De hecho, sí. Sam se arrepentía. Pero no estaba dispuesto a admitirlo delante de Él.
-¿Nos obligas a todos a hacer algo de lo que arrepentirnos, o soy un caso aparte?- A Sam le reconcomía por dentro esa idea.
-Tan sólo a algunos. Pero tranquilo, no eres especial. Cómo tú, muchos otros cometieron un error.- Dio un paso hacia Sam y colocó su esquelética mano sobre su hombro. - Ya tienes lo que querías, ¿verdad? Ambas partes del trato han sido cumplidas. Así pues, - retiró la mano y dio un paso atrás - creo que es hora de que me vaya.

-De vuelta al infierno - Pensó Sam. Sin embargo, lo que dijo no fue eso. -Sí.- Articuló la palabra lentamente. Como si tuviera cuidado de que no se rompiera en el aire.
-Sí, ¿qué?. - Preguntó Él.
-Sí, me arrepiento.- Contestó Sam. Él se detuvo, y contempló al muchacho con una pizca de satisfacción en la cara.
-Oh, interesante... - Pronunció las palabras relamiéndose interiormente.
- Te gustaría cambiarlo, ¿cierto? Quieres que todo sea como antes. - Los ojos de Sam se iluminaron a través del pelo lacio. Una sonrisa asomó en su cara y Él siguió hablando. - Pues bien. Eso no es posible. - La sonrisa desapareció del rostro abatido de Sam y su mandíbula se tensó reprimiendo un gemido. Él reanudó su discurso. - Nada puede ya ser como antes. Todo ha cambiado. Tu decisión ha hecho el Curso y los hechos distintos. Y no hay nada que puedas hacer para remediarlo. - Se colocó el pelo negro que colgaba en su frente.

-Y si... - Empezó Sam. - Y si yo sólo quisiera cambiar una cosa. Y si tan sólo deseara que Ella viviese. - Sam cerró los ojos en espera de una respuesta, a pesar de que no había hecho ninguna pregunta en realidad.

-En ese caso, ¿qué te hace pensar que me harías cambiar de opinión? Yo soy aquí el que ha ganado, ¿por qué habría de cambiar eso? - Atravesó a Sam con una mirada de curiosidad.

-¿Y si yo te diera a cambio lo que tú más aprecias y de lo que más te necesitas?
Él abrió un ápice los ojos y su boca formó un fino arco.
-Entonces, la cosa cambiaría. - Su sonrisa se ensanchó. - Así pues, ¿estás diciendo que estarías dispuesto? ¿Dispuesto a cambiar de nuevo el Curso? - Sus palabras eran fuego.

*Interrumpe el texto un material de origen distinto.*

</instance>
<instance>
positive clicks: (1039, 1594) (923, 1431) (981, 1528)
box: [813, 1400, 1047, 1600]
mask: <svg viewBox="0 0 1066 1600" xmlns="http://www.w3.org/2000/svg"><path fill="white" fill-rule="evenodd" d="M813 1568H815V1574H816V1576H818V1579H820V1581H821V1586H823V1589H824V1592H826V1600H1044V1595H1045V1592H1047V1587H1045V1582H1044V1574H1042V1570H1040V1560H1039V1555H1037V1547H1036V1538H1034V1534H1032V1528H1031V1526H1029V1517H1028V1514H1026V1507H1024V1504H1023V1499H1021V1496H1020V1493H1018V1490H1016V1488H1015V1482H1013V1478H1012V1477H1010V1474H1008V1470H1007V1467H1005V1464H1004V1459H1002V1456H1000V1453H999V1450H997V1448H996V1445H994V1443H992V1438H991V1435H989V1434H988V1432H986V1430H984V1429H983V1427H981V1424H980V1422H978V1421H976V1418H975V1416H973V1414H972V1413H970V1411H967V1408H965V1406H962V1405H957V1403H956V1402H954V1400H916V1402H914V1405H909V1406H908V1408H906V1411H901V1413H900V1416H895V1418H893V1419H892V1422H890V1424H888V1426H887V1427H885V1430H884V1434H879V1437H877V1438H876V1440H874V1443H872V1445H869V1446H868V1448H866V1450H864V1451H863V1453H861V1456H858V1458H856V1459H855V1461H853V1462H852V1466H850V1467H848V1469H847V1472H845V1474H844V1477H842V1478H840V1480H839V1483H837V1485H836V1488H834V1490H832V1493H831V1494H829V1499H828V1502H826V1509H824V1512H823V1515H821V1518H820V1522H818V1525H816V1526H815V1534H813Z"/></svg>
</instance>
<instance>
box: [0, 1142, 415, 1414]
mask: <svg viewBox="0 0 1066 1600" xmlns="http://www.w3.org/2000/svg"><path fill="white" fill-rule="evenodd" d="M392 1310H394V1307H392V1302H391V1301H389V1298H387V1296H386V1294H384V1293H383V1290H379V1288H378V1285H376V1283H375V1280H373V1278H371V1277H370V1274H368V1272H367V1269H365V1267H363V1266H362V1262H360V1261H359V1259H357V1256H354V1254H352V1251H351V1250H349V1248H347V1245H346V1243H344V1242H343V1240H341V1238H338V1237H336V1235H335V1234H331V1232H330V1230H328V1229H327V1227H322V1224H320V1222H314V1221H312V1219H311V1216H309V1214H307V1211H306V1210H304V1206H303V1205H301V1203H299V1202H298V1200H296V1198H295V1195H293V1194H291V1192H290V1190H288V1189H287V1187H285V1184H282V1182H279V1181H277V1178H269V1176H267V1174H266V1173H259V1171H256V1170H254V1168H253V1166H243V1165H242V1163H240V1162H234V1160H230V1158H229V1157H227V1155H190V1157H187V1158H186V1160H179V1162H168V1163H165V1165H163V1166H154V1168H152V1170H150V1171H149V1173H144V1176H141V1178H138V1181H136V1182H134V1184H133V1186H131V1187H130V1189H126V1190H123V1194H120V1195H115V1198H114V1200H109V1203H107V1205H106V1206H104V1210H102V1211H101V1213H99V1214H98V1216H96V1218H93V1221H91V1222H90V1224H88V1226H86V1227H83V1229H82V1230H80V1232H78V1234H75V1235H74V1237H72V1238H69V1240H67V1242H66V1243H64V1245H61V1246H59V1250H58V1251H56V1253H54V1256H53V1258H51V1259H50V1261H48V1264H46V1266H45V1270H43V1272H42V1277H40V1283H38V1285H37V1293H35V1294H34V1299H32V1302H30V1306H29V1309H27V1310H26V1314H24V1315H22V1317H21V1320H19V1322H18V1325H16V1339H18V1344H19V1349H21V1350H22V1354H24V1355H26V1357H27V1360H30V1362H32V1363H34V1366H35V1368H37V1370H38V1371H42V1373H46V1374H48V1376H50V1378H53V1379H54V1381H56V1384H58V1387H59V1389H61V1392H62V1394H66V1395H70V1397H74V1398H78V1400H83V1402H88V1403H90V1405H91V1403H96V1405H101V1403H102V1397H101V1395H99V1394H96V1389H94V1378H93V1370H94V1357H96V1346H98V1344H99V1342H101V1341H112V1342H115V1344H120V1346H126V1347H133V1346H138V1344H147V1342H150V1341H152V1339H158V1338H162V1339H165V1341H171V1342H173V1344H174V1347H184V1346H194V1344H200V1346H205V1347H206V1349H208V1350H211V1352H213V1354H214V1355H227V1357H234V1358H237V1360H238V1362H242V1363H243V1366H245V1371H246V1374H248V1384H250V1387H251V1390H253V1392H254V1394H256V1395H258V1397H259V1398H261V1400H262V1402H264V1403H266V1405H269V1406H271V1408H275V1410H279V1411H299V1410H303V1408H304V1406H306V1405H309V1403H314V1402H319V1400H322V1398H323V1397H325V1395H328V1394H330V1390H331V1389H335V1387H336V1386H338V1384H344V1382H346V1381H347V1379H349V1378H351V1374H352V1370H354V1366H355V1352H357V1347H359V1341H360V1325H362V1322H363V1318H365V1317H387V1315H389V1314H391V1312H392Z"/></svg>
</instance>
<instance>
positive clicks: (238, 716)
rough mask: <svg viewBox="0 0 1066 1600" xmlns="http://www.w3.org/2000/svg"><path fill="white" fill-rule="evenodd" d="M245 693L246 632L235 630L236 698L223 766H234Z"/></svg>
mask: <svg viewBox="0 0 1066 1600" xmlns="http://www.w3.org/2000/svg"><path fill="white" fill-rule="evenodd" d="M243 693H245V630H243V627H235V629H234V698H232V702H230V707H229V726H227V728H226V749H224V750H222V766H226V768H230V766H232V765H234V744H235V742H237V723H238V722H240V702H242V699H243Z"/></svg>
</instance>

Sam cerró los ojos un instante y se dio la vuelta. Le miró fijamente y con total seguridad, respondió. - Lo estoy. -
- En ese caso, - dijo Él - te deseo dulces sueños, Sam, hijo del fuego.
- Pero antes, déjame hacer algo. - dijo Sam.
- No creas que puedes engañarme con tus sucios trucos, mortal. - Escupió las palabras con odio.
- No es esa mi intención. Podéis vigilarme, si queréis. No me llevará mucho. - Sam esbozó una triste sonrisa y bajó la vista hacia sus manos. -Lo prometido es deuda.

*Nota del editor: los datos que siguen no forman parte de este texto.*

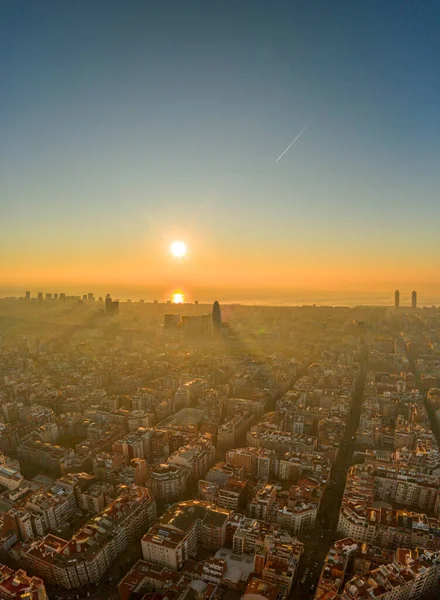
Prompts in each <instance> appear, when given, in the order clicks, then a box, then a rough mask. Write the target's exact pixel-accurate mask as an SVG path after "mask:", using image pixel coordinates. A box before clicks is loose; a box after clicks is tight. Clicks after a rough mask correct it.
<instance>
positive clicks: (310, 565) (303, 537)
mask: <svg viewBox="0 0 440 600" xmlns="http://www.w3.org/2000/svg"><path fill="white" fill-rule="evenodd" d="M367 365H368V351H367V348H366V347H365V350H364V356H363V358H362V362H361V372H360V374H359V377H358V379H357V381H356V386H355V390H354V394H353V403H352V407H351V412H350V416H349V418H348V422H347V427H346V429H345V432H344V438H343V440H342V442H341V445H340V450H339V454H338V458H337V460H336V462H335V464H334V465H333V468H332V471H331V481H330V484H329V485H328V486H327V488H326V490H325V492H324V496H323V498H322V501H321V507H320V511H319V514H318V517H317V519H316V524H315V527H314V528H313V529H312V530H311V531H309V532H308V533H307V534H306V535H300V536H299V537H300V539H301V541H302V542H304V554H303V556H302V558H301V561H300V565H299V568H298V573H297V577H296V581H295V583H294V585H293V587H292V590H291V593H290V597H291V598H292V599H293V598H295V599H300V600H309V599H310V598H313V595H314V593H315V590H316V586H317V584H318V580H319V577H320V574H321V570H322V567H323V564H324V561H325V558H326V556H327V553H328V551H329V549H330V547H331V545H332V544H333V543H334V542H335V541H336V540H337V539H339V537H340V536H339V535H337V526H338V515H339V507H340V505H341V501H342V496H343V493H344V489H345V481H346V476H347V471H348V469H349V467H350V466H351V459H352V455H353V436H354V435H355V434H356V430H357V428H358V426H359V419H360V414H361V404H362V398H363V394H364V387H365V378H366V374H367ZM304 574H305V579H304V582H303V583H301V582H302V580H303V578H304Z"/></svg>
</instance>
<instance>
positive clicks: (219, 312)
mask: <svg viewBox="0 0 440 600" xmlns="http://www.w3.org/2000/svg"><path fill="white" fill-rule="evenodd" d="M221 326H222V313H221V310H220V304H219V303H218V302H217V300H216V301H215V302H214V304H213V305H212V329H213V331H214V332H219V331H220V329H221Z"/></svg>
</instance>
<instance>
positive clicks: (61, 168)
mask: <svg viewBox="0 0 440 600" xmlns="http://www.w3.org/2000/svg"><path fill="white" fill-rule="evenodd" d="M308 124H310V126H309V128H308V129H307V130H306V131H305V132H304V134H303V135H302V136H301V137H300V138H299V139H298V140H297V142H296V143H295V144H294V145H293V146H292V148H291V149H290V150H289V151H288V152H287V153H286V154H285V155H284V156H283V158H282V159H281V160H280V161H279V162H276V159H277V158H278V156H279V155H280V154H281V153H282V152H283V151H284V149H285V148H286V147H287V146H288V145H289V143H290V142H291V141H292V140H293V139H294V137H295V136H296V135H297V134H298V133H299V132H300V131H301V130H302V129H303V128H304V127H305V126H306V125H308ZM0 210H1V213H0V256H1V260H0V280H1V282H2V285H3V286H11V287H12V286H16V287H23V289H25V288H30V289H35V288H36V287H43V288H44V285H49V284H51V285H52V284H53V285H63V286H64V287H65V288H66V287H68V286H69V285H73V284H78V285H79V284H81V285H82V284H84V285H87V287H90V289H93V286H94V285H96V286H101V285H113V284H114V285H119V286H125V285H126V286H128V287H130V286H132V287H134V288H136V289H138V288H139V289H140V288H144V289H148V288H149V287H154V288H157V289H163V290H168V289H171V288H174V287H182V288H185V289H186V290H187V291H188V294H189V295H190V294H191V289H196V288H201V287H203V288H204V289H206V290H209V289H213V290H220V289H222V288H224V289H226V288H227V289H236V290H253V289H255V288H257V287H258V288H263V289H268V290H272V291H274V293H281V291H280V290H283V289H285V290H289V289H312V288H313V289H335V290H342V289H351V288H361V289H364V290H372V291H377V290H379V289H381V290H383V289H388V288H389V289H391V290H394V287H396V286H399V287H403V288H405V289H406V288H408V290H410V289H412V287H414V286H417V287H418V289H419V290H421V291H422V290H423V287H424V286H425V288H426V289H427V288H431V289H437V287H438V291H439V293H440V278H439V276H438V257H439V255H440V235H439V223H440V4H439V3H438V2H436V1H434V0H432V1H430V0H422V1H421V0H414V1H410V0H407V1H406V2H402V1H400V0H399V1H393V0H386V1H384V0H379V1H372V0H359V1H356V0H346V1H345V2H341V1H331V0H323V1H317V0H303V1H298V2H295V1H293V0H290V1H288V2H277V1H269V0H267V1H265V2H258V1H256V0H252V1H246V0H240V1H237V0H234V1H231V2H229V1H225V0H222V1H220V0H218V1H214V0H211V1H206V0H205V1H200V2H192V1H190V0H185V1H182V0H179V1H176V2H172V1H165V0H163V1H160V0H157V1H155V2H148V1H145V0H144V1H142V2H136V1H133V0H130V1H128V2H123V1H122V0H119V1H118V2H113V1H110V0H105V1H102V2H101V1H94V0H89V1H86V0H78V1H68V0H63V1H62V2H60V1H59V0H57V1H54V2H45V1H43V0H38V2H31V1H27V2H22V1H20V0H16V1H13V2H8V1H4V2H1V3H0ZM173 239H183V240H185V241H186V242H187V243H188V246H189V253H188V256H187V258H186V259H185V260H184V261H180V262H177V261H176V260H173V259H172V258H171V257H170V256H169V253H168V251H167V249H168V246H169V243H170V242H171V241H172V240H173ZM437 284H439V285H438V286H437ZM214 295H219V294H218V293H217V294H214ZM391 295H392V292H391ZM220 297H221V294H220Z"/></svg>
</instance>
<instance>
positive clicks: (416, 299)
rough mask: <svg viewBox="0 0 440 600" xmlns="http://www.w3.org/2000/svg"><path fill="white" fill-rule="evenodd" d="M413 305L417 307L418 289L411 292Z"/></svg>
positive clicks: (412, 304) (411, 297)
mask: <svg viewBox="0 0 440 600" xmlns="http://www.w3.org/2000/svg"><path fill="white" fill-rule="evenodd" d="M411 306H412V307H413V308H417V292H416V290H414V291H413V293H412V294H411Z"/></svg>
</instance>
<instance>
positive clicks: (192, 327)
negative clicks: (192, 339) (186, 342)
mask: <svg viewBox="0 0 440 600" xmlns="http://www.w3.org/2000/svg"><path fill="white" fill-rule="evenodd" d="M181 327H182V331H183V333H184V334H185V335H187V336H190V337H201V336H205V335H209V334H210V332H211V327H212V318H211V315H210V314H207V315H198V316H194V315H183V316H182V321H181Z"/></svg>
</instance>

-Alma. - Oyó susurrar su nombre. La muchacha se incorporó sobre el asfalto, frotándose las sienes con una mano.
A su lado, un trozo de papel meticulosamente doblado. Alargó el brazo y lo cogió. Desdobló el papel, y, sin entender del todo, leyó:

¿Sabes cúal es la mayor ironía de todas?